J’ai une vision plutôt pessimiste de l’Histoire. Le sentiment que les hommes ne peuvent guère influer sur son cours. Quand je suis totalement pessimiste, j’ai donc tendance à penser que l’agitation intellectuelle est vaine et que le parti le plus raisonnable est de se confiner dans la littérature. Mais grâce au Ciel, il m’arrive de surmonter cela : je parie alors sur un minimum d’espérance, sur la capacité des hommes à faire bouger les choses.

C’est votre pari ?

C’est mon pari. Je serais incapable de l’étayer par un raisonnement car si je devais le fonder, j’irais plutôt dans le sens du pessimisme. Mais si le pessimisme avait toujours raison, ce serait trop désespérant.

Intellectuel et écrivain : dans votre galerie de portraits, seul Malraux a réussi sur les deux fronts.

Le mieux réussi ? Le moins mal plutôt. Il n’y a pas de héros positif dans ce livre. Mais Malraux, c’est vrai, a le mieux respecté les exigences de son œuvre et les exigences de sa vie ?

Dans votre nécrologie ou dans le dictionnaire, que faudra-t-il mettre : écrivain ?

J’aimerais que l’on mette dans le dictionnaire : intellectuel français né en 1949, mort en…

Mort quand ?

Le plus tard possible. J’ai dans l’idée que je serai un jour un vrai vieillard installé dans son âge.

Vous êtes un quadragénaire au-dessus ou en dessous de son âge ?

Les deux sans doute. Je suis en même temps plus vieux que moi-même avec cependant cette image qui me colle à la peau d’adolescence prolongée.

Dans la hiérarchie des arts l’écriture est au sommet ?

En prenant un millier de précautions, je veux bien vous dire que l’art que je place le plus haut est bien l’écriture. Peut-être parce qu’elle mobilisé le mieux les ressources de l’intelligence.

L’écriture est le seul mode d’expression de l’intellectuel ?

Non, parmi les intellectuels que j’évoque figurent les peintres Vallotton, Pissarro, Bonnard, Vuillard…
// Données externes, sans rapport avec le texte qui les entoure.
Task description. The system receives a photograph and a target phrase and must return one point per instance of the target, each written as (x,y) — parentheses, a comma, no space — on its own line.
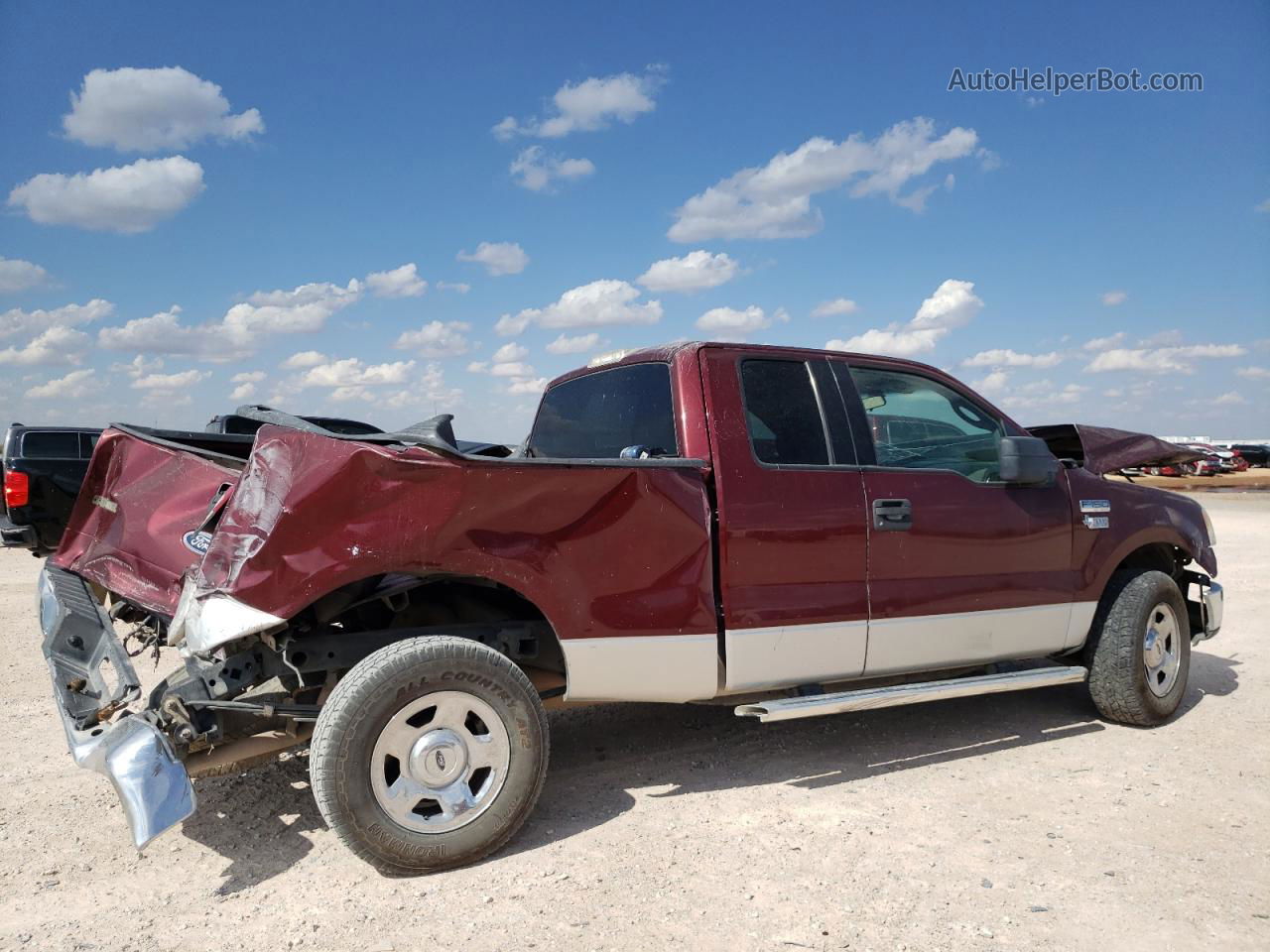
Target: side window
(37,444)
(920,424)
(783,414)
(598,416)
Leur message a-t-il le même impact que celui du message écrit ?

Quand c’est Vallotton non, quand c’est le Picasso de Guernica, oui, bien sûr.

Mais quelle est votre définition de l’intellectuel ?

Il y a deux sens. L’un peut encore fonctionner : l’artiste qui interrompt le fil de son œuvre pour s’occuper de ce qui ne le regarde pas. C’est la définition « dreyfusarde ». Et puis il y a une autre définition : l’artiste qui s’engage mais en se prenant pour le porte-voix d’un discours obscur enfoui dans les limbes de l’histoire ; cette seconde conception, a souvent conduit à l’égarement.

Vous êtes opposé à une conception léniniste de l’intellectuel ?

Opposé surtout au romantisme.

Le romantisme vous fait horreur ?

Le romantisme est la forme la plus élaborée du naturalisme, lequel repose sur l’idée que la nature a toujours raison qu’elle est sainte, qu’il s’agisse de la nature et moi je n’aime pas la nature, j’aime l’intelligence, l’abstraction. Je crois que l’humanité s’honore à formuler ce qu’Albert Cohen appelait le « pari d’anti-nature ».

L’écologie c’est le romantisme ?

C’est évidemment la forme la plus moderne du romantisme. Autant je suis d’accord avec ceux qui nous parlent de préserver les conditions élémentaires de la survie de l’humanité, autant une vision du monde basée là-dessus, ce qui est proprement l’écologie, me semble suspecte. Et j’irais plus loin : dans la philosophie actuelle de l’écologie il y a le germe de quelque chose qui pourrait ressembler au néo-fascisme. Le fascisme c’était quoi ? C’était le fantasme de la bonne nature et de la bonne communauté. C’est très exactement ce que vous trouvez chez les plus cohérents des écolos.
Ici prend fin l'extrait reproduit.